Division of Gastroenterology and Hepatology, Department of Medicine, University of California San Diego, San Diego, California, USA.
Department of Medicine, University of Florida, Gainesville, Florida, USA.
Aliment Pharmacol Ther. 2024 May;59(10):1183-1195. doi: 10.1111/apt.17967. Epub 2024 Mar 22.
Alpha-1 antitrypsin liver disease (AATLD) occurs in a subset of patients with alpha-1 antitrypsin deficiency. Risk factors for disease progression and specific pathophysiologic features are not well known and validated non-invasive assessments for disease severity are lacking. Currently, there are no approved treatments for AATLD.
To outline existing understanding of AATLD and to identify knowledge gaps critical to improving clinical trial design and development of new treatments.

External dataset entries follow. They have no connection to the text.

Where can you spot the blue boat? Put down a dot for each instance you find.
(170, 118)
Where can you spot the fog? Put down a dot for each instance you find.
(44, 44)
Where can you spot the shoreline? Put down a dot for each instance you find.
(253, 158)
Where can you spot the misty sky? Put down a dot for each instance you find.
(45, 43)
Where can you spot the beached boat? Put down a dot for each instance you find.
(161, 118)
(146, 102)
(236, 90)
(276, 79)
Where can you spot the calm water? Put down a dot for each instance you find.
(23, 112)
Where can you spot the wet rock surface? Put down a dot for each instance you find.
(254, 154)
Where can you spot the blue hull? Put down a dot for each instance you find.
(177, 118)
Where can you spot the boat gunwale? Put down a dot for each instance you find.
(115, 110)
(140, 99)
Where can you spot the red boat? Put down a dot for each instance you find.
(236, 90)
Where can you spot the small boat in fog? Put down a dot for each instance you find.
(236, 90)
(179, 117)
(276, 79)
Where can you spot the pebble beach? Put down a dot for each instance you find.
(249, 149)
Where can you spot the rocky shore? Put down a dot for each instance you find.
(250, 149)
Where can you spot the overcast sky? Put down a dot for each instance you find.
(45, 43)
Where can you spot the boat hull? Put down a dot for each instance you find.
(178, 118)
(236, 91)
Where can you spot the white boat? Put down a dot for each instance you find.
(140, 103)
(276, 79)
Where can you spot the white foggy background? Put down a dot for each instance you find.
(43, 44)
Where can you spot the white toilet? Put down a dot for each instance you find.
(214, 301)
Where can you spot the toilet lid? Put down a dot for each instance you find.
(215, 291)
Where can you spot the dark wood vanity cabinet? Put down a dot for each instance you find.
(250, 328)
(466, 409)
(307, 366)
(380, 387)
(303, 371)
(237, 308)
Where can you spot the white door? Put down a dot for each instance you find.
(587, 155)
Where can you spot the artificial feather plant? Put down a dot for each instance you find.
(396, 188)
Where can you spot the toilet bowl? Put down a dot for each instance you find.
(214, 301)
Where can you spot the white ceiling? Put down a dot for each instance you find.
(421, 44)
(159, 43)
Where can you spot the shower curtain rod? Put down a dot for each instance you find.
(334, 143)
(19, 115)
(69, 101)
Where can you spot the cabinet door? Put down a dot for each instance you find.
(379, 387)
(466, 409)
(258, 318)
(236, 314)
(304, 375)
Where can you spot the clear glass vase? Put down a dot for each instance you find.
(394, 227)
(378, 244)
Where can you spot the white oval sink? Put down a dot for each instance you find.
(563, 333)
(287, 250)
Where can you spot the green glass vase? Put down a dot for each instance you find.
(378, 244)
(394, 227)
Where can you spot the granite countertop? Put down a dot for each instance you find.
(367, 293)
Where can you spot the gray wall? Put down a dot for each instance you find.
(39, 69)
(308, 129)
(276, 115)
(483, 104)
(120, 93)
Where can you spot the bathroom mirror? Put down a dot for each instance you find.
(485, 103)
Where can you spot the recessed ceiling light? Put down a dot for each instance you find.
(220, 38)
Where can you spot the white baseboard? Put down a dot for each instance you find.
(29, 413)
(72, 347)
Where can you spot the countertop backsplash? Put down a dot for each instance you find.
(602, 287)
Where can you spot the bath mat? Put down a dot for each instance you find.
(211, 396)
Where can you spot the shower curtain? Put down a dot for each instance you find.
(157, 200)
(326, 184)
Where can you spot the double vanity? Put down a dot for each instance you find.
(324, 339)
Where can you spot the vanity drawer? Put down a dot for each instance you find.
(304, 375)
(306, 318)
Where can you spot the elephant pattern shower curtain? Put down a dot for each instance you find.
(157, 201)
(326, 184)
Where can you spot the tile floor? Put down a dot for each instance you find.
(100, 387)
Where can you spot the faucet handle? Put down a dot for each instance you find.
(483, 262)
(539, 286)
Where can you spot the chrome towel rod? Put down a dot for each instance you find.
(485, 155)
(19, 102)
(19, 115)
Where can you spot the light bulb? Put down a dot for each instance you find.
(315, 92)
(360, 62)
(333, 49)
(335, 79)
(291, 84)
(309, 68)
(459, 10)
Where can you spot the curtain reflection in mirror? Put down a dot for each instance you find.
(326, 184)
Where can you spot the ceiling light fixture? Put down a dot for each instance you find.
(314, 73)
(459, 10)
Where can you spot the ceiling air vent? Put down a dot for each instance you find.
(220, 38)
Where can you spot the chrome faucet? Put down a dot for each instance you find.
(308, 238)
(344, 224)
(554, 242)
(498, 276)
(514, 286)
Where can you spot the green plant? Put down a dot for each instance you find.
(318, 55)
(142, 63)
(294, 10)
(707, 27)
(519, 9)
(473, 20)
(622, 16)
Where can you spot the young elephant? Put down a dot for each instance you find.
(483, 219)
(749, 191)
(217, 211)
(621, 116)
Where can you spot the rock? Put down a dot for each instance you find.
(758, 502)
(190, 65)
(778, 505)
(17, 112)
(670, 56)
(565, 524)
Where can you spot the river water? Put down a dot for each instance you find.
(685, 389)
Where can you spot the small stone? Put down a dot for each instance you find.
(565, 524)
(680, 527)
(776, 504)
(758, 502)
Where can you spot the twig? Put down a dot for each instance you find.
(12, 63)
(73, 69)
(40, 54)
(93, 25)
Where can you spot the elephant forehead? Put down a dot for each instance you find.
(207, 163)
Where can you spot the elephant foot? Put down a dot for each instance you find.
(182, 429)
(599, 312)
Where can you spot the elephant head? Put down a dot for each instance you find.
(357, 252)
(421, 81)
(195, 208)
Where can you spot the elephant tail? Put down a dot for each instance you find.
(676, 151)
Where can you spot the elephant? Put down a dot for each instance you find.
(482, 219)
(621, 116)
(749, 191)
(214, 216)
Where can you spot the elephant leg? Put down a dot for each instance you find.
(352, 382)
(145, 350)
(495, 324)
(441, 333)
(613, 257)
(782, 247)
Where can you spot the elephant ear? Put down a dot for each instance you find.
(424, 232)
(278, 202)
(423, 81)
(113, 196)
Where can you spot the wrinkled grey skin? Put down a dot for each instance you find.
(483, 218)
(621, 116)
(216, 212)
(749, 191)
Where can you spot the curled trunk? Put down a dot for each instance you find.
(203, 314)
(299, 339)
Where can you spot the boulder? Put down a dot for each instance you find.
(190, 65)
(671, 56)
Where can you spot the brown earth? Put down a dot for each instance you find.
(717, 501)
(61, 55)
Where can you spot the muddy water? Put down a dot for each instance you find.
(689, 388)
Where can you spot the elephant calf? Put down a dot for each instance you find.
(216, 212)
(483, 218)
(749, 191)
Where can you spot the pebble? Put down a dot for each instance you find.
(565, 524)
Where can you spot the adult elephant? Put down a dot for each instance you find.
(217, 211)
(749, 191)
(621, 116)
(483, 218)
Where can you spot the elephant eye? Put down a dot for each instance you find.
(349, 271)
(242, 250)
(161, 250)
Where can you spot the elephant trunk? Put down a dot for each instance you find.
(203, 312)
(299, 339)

This report was developed following a multi-stakeholder forum organised by the Alpha-1 Antitrypsin Deficiency Related Liver Disease Expert Panel in which experts presented an overview of the available literature on this topic.
AATLD results from a 'gain of toxic function' and primarily manifests in those with the homozygous Pi*ZZ genotype. Accumulation of misfolded 'Z' AAT protein in liver cells triggers intracellular hepatocyte injury which may ultimately lead to hepatic fibrosis. Male gender, age over 50 years, persistently elevated liver tests, concomitant hepatitis B or C virus infection, and metabolic syndrome, including obesity and type 2 diabetes mellitus, are known risk factors for adult AATLD. While the gold standard for assessing AATLD disease activity is liver histology, less invasive measures with low intra- and inter-observer variability are needed. Measurement of liver stiffness shows promise; validated thresholds for staging AATLD are in development. Such advances will help patients by enabling risk stratification and personalised surveillance, along with streamlining the development process for novel therapies.
This inaugural forum generated a list of recommendations to address unmet needs in the field of AATLD.
α-1 抗胰蛋白酶肝疾病(AATLD)发生于α-1 抗胰蛋白酶缺乏症患者中的一部分人群。疾病进展的危险因素以及特定的病理生理特征尚不清楚,缺乏用于评估疾病严重程度的非侵入性评估方法。目前,尚无针对 AATLD 的获批治疗方法。
概述对 AATLD 的现有认识,并确定对改善临床试验设计和开发新疗法至关重要的知识空白。
本报告是在由 α-1 抗胰蛋白酶缺乏相关肝病专家小组组织的一次多利益相关者论坛之后编写的,专家在该论坛上介绍了该主题现有文献的概述。
AATLD 是由“获得毒性功能”引起的,主要表现为纯合子 Pi*ZZ 基因型的患者。错误折叠的“Z”AAT 蛋白在肝细胞中的积累触发细胞内肝细胞损伤,最终可能导致肝纤维化。男性、年龄大于 50 岁、持续升高的肝酶、乙型或丙型肝炎病毒感染并存以及代谢综合征(包括肥胖和 2 型糖尿病)是成人 AATLD 的已知危险因素。虽然评估 AATLD 疾病活动度的金标准是肝组织学,但需要具有低内在和观察者间变异性的非侵入性措施。肝硬度测量具有前景;正在开发用于分期 AATLD 的验证阈值。这些进展将通过能够进行风险分层和个性化监测,以及简化新疗法的开发过程,为患者带来帮助。
此次首次论坛提出了一系列建议,以解决 AATLD 领域的未满足需求。